Postby Sprachprofi » Sun Nov 06, 2022 12:58 pm

I think it would be awesome if a small group of forum-goers took up this challenge and I'd be happy to take a supporting role...

"Teach Yourself Complete Esperanto" is a self-study textbook containing 18 units leading up to a B1/B2 level. A very modern book, first published in 2018. Full disclosure: I co-authored it.
"Enjoy Esperanto" is designed to be the continuation of it, with 10 more units leading up to C1.

Having checked the sample exams, I believe that someone thoroughly studying both can pass the C1 exam for Esperanto. To pass the oral part of the exam, which is available separately, they'd need an hour of speaking for each unit studied.

This comes out to only 28 units.
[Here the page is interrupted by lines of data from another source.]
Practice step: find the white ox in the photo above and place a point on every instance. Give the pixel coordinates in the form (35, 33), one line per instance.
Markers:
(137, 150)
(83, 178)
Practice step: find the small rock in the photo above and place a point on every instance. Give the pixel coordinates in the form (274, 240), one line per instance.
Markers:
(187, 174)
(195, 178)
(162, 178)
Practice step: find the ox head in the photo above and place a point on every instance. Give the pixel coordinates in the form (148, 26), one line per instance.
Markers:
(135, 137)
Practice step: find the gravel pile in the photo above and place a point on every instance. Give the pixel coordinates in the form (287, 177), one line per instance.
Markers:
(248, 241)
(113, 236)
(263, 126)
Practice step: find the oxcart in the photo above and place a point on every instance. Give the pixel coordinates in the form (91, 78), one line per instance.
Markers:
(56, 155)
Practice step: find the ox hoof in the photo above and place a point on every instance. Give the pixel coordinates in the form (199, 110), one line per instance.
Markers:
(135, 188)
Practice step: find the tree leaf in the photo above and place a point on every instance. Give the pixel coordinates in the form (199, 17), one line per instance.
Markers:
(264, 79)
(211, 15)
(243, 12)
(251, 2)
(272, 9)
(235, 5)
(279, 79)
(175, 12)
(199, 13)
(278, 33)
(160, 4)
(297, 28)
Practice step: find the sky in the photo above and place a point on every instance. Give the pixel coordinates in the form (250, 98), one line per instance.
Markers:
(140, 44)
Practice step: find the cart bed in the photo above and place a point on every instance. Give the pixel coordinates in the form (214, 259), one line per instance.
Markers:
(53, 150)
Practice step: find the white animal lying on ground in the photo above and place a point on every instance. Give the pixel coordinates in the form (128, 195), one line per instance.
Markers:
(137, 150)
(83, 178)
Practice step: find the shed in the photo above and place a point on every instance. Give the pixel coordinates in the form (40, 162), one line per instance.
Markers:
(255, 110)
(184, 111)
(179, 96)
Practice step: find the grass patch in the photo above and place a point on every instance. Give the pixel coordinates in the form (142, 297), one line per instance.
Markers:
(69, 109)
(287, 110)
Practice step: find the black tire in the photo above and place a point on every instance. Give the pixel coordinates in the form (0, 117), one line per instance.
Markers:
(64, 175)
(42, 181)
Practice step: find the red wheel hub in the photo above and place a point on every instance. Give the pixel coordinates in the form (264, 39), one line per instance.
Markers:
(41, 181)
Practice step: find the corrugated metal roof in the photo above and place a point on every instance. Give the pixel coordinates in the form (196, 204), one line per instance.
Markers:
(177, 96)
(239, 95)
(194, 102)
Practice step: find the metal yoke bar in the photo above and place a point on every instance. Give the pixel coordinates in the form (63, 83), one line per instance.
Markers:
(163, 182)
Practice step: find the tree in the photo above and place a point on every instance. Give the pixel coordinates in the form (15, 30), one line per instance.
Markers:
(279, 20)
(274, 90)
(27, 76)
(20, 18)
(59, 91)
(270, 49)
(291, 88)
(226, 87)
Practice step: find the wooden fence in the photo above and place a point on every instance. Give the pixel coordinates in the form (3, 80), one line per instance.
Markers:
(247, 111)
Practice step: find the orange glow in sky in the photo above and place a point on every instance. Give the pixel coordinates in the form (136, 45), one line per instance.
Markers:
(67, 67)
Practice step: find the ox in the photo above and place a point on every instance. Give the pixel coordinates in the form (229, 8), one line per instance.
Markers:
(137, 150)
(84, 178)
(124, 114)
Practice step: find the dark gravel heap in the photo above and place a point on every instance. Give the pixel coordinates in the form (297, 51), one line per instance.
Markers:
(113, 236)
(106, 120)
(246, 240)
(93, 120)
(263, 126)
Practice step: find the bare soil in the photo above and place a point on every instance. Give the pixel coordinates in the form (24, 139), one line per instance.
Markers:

Working at a pace of only one unit a week, someone starting right now would be finished before the end of May, and there will be official CEFR Esperanto exams in June that can be taken online. Each unit should take about an hour of study, plus that hour of speaking practice for those who want to pass the oral exam, so if you're starting from scratch, you could still pass a complete C1 language exam at a leisurely pace of 2h / week for half a year. It helps that in Esperanto, there is no "we don't say it that way" and most of the vocabulary transfers over from other European languages.

I'm currently helping a friend who will take the exam in June and I'd be happy to set up a study group and weekly conversation practice if more people are interested in this challenge.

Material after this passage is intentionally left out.